Abstract
Primary visual cortex (V1) has long been of interest in the study of binocular integration, as it receives largely separate monocular streams of input, but its outputs are almost entirely binocular. Here we hypothesize that the selectivity of V1 neurons to binocular disparity (i.e. the difference is location of images between the two eyes) is derived through convolutional processing, which amplifies correlations present in natural binocular inputs.

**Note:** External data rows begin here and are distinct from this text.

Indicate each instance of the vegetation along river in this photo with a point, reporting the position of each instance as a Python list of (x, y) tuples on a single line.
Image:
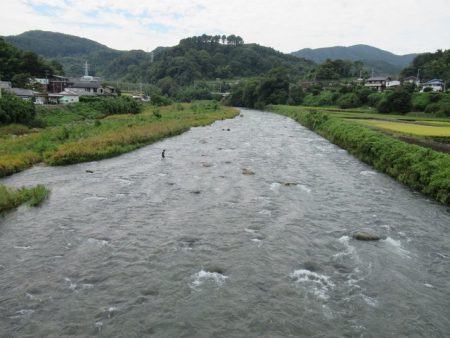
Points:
[(193, 245)]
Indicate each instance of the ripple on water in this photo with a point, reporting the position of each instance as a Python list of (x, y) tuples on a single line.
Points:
[(203, 276), (317, 284)]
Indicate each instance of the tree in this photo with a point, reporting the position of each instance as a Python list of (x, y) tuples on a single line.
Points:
[(398, 101)]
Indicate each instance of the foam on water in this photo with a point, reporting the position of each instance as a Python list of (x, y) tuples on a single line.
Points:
[(317, 284), (250, 231), (367, 173), (304, 188), (396, 245), (22, 313), (369, 300), (25, 247), (349, 250), (98, 242), (274, 186), (203, 276)]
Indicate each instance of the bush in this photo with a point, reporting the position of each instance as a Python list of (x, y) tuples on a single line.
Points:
[(16, 110), (397, 101), (325, 98), (420, 101), (363, 95), (373, 99), (12, 198), (350, 100), (117, 105), (422, 169)]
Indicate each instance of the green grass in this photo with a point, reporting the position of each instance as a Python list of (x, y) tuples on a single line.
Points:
[(419, 130), (368, 113), (79, 138), (12, 198), (422, 169)]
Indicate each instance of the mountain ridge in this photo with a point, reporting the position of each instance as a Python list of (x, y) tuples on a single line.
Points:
[(382, 61)]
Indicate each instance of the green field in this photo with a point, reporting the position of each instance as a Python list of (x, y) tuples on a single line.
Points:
[(74, 137), (413, 129)]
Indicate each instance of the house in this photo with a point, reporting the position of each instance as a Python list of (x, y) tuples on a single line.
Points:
[(411, 80), (377, 82), (57, 83), (5, 84), (393, 83), (25, 94), (40, 98), (109, 90), (68, 96), (436, 85)]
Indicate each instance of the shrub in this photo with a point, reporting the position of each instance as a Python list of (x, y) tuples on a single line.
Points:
[(12, 198), (422, 169), (16, 110), (420, 101), (350, 100), (373, 99), (398, 101)]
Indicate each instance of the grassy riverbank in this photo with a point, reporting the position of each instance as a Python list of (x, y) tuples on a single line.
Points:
[(70, 140), (12, 198), (423, 170)]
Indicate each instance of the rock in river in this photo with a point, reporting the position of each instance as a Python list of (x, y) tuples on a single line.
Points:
[(246, 171), (366, 236)]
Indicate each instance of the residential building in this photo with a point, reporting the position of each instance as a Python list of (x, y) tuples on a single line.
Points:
[(436, 85), (68, 96), (411, 80), (393, 83), (25, 94), (5, 84), (377, 82)]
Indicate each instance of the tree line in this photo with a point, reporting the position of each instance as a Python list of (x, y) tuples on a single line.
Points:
[(18, 66)]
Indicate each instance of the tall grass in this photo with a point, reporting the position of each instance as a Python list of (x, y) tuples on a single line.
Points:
[(12, 198), (73, 140)]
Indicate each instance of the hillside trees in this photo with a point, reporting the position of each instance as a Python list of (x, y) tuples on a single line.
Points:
[(430, 65), (16, 65)]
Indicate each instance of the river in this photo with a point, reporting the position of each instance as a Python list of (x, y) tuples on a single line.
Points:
[(189, 246)]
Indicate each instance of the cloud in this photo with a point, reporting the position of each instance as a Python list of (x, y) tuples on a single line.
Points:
[(401, 26)]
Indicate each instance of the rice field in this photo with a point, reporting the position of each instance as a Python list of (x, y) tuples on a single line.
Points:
[(440, 129)]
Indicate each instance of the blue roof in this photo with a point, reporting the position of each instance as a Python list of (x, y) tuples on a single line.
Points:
[(435, 81)]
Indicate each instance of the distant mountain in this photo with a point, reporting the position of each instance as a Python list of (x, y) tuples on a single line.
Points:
[(197, 58), (383, 62)]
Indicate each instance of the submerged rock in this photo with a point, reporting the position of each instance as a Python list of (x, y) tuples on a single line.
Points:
[(288, 184), (246, 171), (311, 266), (366, 236), (207, 165)]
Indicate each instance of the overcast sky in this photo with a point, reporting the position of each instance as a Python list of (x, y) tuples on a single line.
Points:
[(400, 26)]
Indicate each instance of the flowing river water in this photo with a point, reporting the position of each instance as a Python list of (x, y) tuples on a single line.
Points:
[(189, 246)]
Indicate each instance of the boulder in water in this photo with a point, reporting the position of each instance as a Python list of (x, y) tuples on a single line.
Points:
[(246, 171), (366, 236)]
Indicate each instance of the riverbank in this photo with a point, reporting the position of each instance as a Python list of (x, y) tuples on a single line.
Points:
[(12, 198), (72, 139), (423, 170), (95, 139)]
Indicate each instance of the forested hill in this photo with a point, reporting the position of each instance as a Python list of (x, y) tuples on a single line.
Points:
[(383, 62), (430, 65), (17, 65), (195, 58), (210, 57)]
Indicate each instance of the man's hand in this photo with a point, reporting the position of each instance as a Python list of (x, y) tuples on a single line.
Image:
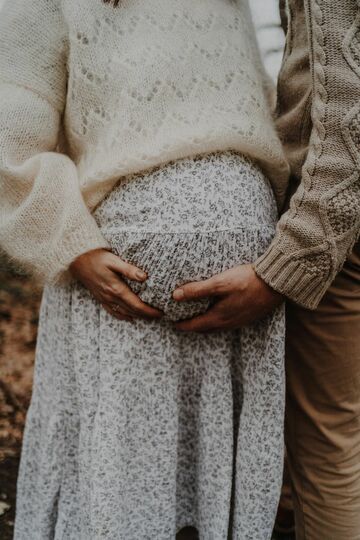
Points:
[(242, 298)]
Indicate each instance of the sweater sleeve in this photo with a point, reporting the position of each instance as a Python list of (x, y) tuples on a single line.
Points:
[(44, 221), (317, 233)]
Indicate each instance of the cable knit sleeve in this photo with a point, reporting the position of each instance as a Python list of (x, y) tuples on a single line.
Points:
[(319, 230), (44, 222)]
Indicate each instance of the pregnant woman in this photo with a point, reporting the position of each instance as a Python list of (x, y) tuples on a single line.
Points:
[(137, 154)]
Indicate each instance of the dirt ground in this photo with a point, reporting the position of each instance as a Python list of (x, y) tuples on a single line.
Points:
[(19, 307)]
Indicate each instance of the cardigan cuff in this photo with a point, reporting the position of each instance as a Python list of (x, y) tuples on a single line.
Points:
[(292, 277)]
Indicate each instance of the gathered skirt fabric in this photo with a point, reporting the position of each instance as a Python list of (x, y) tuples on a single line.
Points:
[(136, 430)]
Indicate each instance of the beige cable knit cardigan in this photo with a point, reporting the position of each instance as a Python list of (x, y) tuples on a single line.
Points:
[(318, 232), (121, 90)]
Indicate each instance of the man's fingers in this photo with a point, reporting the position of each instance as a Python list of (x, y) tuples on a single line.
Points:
[(198, 289), (207, 322), (125, 269)]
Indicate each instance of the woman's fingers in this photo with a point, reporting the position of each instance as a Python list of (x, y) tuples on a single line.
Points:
[(122, 294), (199, 289), (138, 307), (125, 269)]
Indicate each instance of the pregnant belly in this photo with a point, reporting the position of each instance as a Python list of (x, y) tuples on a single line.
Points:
[(187, 221), (171, 260)]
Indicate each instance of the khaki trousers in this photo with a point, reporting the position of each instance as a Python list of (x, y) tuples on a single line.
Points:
[(323, 410)]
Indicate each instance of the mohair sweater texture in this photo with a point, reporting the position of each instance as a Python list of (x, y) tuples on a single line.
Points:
[(319, 125), (89, 93)]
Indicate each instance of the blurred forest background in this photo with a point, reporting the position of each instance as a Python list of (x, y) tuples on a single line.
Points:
[(19, 307)]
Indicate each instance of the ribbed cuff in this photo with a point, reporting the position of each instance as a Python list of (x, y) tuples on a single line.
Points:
[(290, 277)]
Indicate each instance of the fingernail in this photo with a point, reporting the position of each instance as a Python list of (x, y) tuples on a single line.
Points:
[(179, 294)]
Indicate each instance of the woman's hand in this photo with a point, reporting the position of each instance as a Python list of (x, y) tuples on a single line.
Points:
[(99, 270), (242, 298)]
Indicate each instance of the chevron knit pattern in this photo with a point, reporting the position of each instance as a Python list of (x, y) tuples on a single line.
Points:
[(118, 91), (323, 223)]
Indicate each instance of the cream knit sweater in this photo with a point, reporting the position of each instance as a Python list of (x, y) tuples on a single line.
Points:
[(89, 93)]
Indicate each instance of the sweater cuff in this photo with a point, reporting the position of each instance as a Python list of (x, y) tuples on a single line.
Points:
[(86, 237), (291, 277)]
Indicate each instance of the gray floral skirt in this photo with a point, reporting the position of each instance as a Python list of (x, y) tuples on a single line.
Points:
[(136, 430)]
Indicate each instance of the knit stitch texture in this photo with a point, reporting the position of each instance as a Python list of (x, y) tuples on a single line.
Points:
[(90, 93)]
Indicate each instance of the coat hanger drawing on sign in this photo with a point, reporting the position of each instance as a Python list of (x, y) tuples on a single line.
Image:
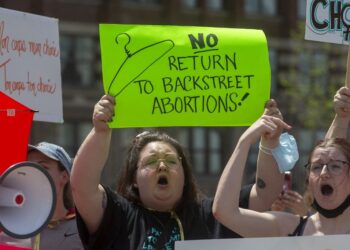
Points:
[(137, 62)]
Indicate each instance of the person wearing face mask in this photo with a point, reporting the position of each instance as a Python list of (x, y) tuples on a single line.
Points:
[(157, 200), (328, 180)]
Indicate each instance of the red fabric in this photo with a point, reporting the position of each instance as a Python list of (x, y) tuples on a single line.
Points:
[(15, 124)]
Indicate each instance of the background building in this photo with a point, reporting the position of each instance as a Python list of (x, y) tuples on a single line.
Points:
[(305, 74)]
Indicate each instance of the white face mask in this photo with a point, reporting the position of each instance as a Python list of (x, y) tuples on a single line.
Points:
[(286, 153)]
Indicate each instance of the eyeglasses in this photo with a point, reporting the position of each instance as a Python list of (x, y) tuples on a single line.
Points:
[(171, 161), (335, 167)]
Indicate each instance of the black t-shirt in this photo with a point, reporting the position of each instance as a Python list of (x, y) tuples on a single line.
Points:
[(129, 226)]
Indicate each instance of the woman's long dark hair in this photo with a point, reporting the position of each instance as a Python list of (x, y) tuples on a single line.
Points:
[(125, 187)]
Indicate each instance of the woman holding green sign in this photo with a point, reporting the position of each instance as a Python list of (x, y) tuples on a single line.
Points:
[(158, 201), (328, 179)]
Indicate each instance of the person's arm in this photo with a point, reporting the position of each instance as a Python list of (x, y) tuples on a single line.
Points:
[(89, 195), (248, 223), (340, 123), (269, 180)]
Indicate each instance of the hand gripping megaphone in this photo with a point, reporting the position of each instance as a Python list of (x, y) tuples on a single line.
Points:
[(27, 191), (27, 200)]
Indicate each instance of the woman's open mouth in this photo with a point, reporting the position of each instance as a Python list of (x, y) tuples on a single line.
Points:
[(326, 189), (162, 180)]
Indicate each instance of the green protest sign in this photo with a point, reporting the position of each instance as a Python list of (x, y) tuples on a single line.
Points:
[(184, 76)]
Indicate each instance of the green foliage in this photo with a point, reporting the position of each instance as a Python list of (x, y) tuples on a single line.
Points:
[(313, 73)]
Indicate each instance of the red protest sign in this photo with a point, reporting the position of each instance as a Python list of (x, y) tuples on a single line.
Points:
[(15, 124)]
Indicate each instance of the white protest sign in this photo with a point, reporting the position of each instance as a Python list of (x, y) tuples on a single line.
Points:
[(329, 242), (328, 21), (30, 70)]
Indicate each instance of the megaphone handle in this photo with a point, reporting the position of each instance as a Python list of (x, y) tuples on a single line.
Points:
[(36, 240)]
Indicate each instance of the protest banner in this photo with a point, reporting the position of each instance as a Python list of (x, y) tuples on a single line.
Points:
[(327, 242), (184, 76), (30, 69), (329, 21)]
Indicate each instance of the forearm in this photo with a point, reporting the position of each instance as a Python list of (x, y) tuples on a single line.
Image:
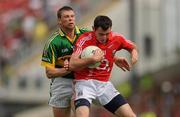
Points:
[(134, 56), (78, 64), (56, 72)]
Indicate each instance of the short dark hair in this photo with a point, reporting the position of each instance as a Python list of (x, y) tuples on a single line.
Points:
[(102, 21), (64, 8)]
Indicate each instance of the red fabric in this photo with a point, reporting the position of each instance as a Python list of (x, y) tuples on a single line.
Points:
[(115, 42)]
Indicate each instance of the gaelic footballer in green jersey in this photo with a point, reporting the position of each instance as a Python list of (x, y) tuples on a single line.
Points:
[(58, 48)]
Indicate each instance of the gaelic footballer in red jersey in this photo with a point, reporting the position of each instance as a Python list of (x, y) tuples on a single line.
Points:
[(94, 83)]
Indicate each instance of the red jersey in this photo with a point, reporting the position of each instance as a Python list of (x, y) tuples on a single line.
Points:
[(115, 42)]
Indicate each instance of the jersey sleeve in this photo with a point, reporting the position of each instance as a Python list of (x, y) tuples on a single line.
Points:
[(80, 44), (49, 55)]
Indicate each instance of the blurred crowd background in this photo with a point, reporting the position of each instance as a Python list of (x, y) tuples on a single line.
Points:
[(152, 87)]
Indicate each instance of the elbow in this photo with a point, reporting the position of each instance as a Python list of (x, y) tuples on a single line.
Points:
[(71, 67)]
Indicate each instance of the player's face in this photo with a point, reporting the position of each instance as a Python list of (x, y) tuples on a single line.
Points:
[(67, 19), (102, 35)]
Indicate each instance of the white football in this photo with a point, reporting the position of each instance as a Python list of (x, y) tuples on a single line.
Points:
[(89, 51)]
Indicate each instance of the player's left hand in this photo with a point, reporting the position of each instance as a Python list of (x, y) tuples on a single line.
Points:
[(122, 63), (66, 64)]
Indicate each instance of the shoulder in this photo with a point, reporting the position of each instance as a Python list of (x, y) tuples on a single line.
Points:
[(85, 37), (84, 30), (53, 39)]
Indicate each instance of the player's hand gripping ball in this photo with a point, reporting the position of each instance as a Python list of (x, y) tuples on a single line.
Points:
[(88, 52)]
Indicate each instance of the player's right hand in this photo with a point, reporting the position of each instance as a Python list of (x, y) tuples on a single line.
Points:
[(66, 64), (98, 55)]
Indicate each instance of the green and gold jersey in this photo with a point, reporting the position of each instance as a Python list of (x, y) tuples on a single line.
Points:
[(58, 48)]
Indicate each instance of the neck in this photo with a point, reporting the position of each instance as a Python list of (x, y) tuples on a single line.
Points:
[(69, 32)]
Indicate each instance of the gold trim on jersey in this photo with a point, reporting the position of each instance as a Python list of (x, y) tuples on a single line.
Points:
[(46, 64)]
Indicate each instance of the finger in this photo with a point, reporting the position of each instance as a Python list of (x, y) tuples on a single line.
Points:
[(123, 69)]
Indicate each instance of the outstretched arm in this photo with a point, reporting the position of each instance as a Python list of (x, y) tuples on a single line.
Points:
[(134, 55)]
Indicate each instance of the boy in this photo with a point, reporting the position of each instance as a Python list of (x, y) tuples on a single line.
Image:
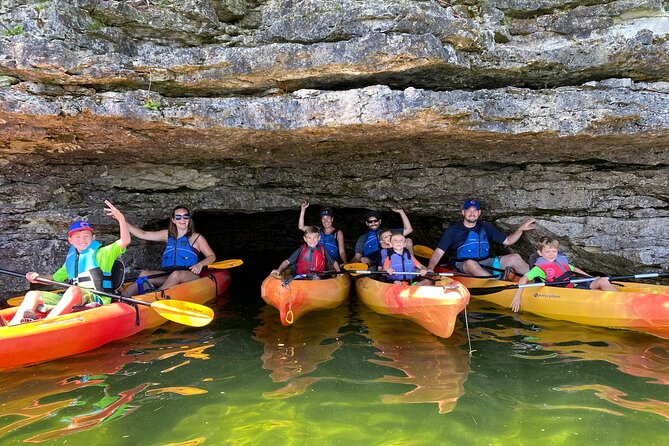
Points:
[(552, 266), (87, 263), (400, 259), (308, 258)]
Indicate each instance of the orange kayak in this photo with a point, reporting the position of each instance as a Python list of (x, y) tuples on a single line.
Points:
[(73, 333), (435, 308), (636, 306), (299, 297)]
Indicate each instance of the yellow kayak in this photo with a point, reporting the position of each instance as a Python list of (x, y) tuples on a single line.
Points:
[(636, 306), (435, 308), (298, 297)]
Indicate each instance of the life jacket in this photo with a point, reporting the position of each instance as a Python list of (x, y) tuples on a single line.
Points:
[(330, 243), (556, 271), (179, 254), (83, 270), (399, 262), (311, 260), (475, 247)]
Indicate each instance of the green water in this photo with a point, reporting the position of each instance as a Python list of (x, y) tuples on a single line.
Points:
[(348, 377)]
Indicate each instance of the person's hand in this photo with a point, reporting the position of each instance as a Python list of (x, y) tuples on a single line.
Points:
[(528, 225), (111, 211)]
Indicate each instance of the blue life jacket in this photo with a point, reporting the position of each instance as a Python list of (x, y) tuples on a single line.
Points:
[(179, 254), (330, 243), (475, 247), (399, 263), (83, 270)]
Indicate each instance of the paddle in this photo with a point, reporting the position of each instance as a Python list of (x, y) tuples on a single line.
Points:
[(496, 289), (186, 313), (225, 264)]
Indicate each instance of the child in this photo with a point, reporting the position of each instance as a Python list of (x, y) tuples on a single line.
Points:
[(87, 262), (400, 259), (552, 266), (309, 258)]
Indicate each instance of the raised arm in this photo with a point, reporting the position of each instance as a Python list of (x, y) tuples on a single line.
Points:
[(300, 221), (122, 224), (152, 236), (527, 225), (406, 224), (202, 245)]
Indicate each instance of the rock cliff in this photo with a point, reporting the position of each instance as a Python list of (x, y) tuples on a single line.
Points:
[(553, 109)]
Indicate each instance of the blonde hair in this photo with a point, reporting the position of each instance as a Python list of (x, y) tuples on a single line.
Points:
[(547, 242)]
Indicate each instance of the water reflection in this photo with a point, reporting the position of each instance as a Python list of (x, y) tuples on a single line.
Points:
[(291, 352), (66, 396), (436, 368)]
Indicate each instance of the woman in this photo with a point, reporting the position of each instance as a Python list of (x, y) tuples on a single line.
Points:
[(180, 262), (331, 239)]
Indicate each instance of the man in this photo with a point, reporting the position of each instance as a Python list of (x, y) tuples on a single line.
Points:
[(368, 245), (468, 243)]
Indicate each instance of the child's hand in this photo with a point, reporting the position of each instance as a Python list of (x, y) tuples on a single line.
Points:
[(111, 211)]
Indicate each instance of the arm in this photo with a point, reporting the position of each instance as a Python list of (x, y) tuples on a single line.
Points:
[(152, 236), (517, 299), (300, 221), (405, 221), (208, 253), (527, 225), (342, 249), (434, 259), (122, 224)]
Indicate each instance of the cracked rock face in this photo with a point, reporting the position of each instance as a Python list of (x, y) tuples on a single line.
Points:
[(548, 109)]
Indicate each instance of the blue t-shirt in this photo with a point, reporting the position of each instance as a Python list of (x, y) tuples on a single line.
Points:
[(456, 234)]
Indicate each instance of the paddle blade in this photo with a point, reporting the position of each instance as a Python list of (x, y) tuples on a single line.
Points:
[(423, 251), (355, 266), (225, 264), (182, 312)]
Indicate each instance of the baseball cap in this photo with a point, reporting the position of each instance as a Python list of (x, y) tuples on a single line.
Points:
[(79, 225), (470, 203)]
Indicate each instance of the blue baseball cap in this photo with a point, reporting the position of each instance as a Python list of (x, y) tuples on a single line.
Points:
[(470, 203), (79, 225)]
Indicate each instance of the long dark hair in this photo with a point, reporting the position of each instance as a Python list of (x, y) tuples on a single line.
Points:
[(172, 229)]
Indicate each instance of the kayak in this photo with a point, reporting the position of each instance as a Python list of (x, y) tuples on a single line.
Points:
[(435, 308), (295, 298), (74, 333), (636, 306)]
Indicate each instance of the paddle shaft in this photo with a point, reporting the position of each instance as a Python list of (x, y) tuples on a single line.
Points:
[(63, 284), (492, 290)]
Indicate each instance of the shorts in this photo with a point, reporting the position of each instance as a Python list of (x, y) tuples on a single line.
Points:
[(495, 263), (51, 299)]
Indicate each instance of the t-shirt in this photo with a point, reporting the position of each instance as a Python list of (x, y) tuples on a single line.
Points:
[(456, 234), (105, 256)]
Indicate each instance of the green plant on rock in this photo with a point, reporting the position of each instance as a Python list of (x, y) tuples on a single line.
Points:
[(151, 105), (15, 30)]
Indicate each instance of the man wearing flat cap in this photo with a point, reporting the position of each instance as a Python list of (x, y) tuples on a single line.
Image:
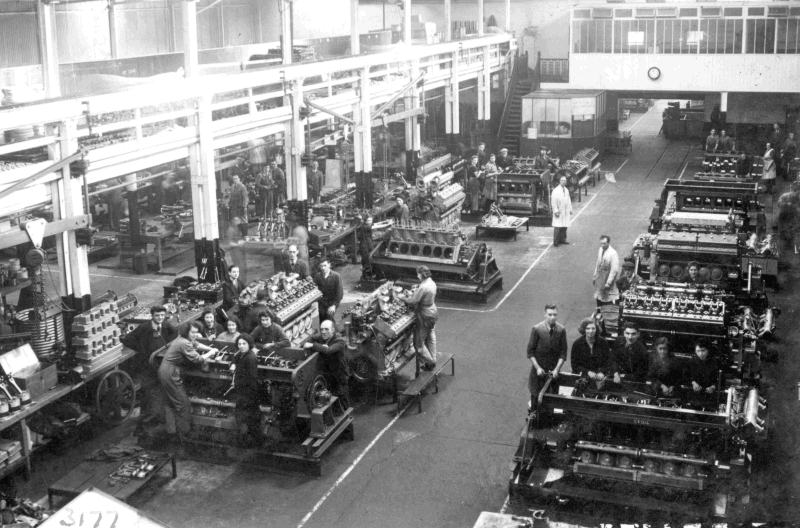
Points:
[(503, 161), (692, 276)]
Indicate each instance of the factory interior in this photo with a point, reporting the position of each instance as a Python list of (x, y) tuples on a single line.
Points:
[(435, 263)]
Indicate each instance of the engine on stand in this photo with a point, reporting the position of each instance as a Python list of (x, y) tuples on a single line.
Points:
[(379, 330), (300, 417), (687, 456), (294, 303), (460, 270)]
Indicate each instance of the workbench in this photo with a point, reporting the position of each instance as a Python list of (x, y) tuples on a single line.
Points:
[(96, 474), (53, 395), (503, 229)]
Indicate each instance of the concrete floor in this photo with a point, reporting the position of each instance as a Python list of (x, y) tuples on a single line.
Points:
[(443, 467)]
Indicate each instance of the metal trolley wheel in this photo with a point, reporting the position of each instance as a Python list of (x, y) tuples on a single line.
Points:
[(115, 397), (364, 368)]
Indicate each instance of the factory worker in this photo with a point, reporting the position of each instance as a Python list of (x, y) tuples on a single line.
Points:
[(561, 205), (294, 264), (503, 160), (628, 279), (232, 331), (664, 371), (182, 353), (703, 370), (232, 288), (547, 352), (629, 359), (330, 284), (245, 396), (210, 327), (590, 355), (269, 336), (606, 270), (332, 364), (692, 276)]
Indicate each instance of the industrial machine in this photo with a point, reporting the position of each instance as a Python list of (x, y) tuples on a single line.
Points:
[(460, 270), (688, 457), (439, 196), (294, 303), (380, 334), (701, 206), (299, 416)]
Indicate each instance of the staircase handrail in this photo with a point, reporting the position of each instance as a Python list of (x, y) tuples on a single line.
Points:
[(512, 86)]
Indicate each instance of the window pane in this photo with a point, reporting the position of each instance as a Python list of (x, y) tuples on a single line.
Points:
[(782, 29), (751, 36), (769, 36), (704, 35), (591, 37), (791, 36), (607, 43), (739, 35), (759, 35), (565, 117)]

Most previous models of disparity selectivity within V1 are based on comparing similar spatiotemporal input from each eye (often displaced by the neuron’s preferred disparity). Such processing, however, is limited in how much it can be modulated by disparity because its disparity selectivity is conflated with its sensitivity to the particular spatiotemporal patterns. Thus, performing identical binocular processing across space (i.e., performing a spatial convolution of binocular subunits) can leverage the correlations present in natural visual input: with disparity typically correlated over large spatial scales (due to the depth structure of the visual scene) and pattern information changing rapidly within these scales. The convolution thus amplifies the correlated disparity signals while averaging out their responses to particular patterns.
We test such a model using recordings from V1 neurons in awake macaque, presenting random bar stimuli aligned to each neuron’s receptive field with randomly changing disparity. Unlike previous models of V1 disparity tuning, our model is able to almost completely reproduce the disparity tuning of a wide variety of binocular V1 neurons to complex stimulus patterns: explaining, on average, >80% of the disparity selectivity of disparity-tuned V1 neurons, with many neurons almost perfectly explained. Furthermore, such a model also generalizes to non-disparity-tuned V1 cells. We thus suggest this as a general strategy for amplification of a feature selectivity within V1.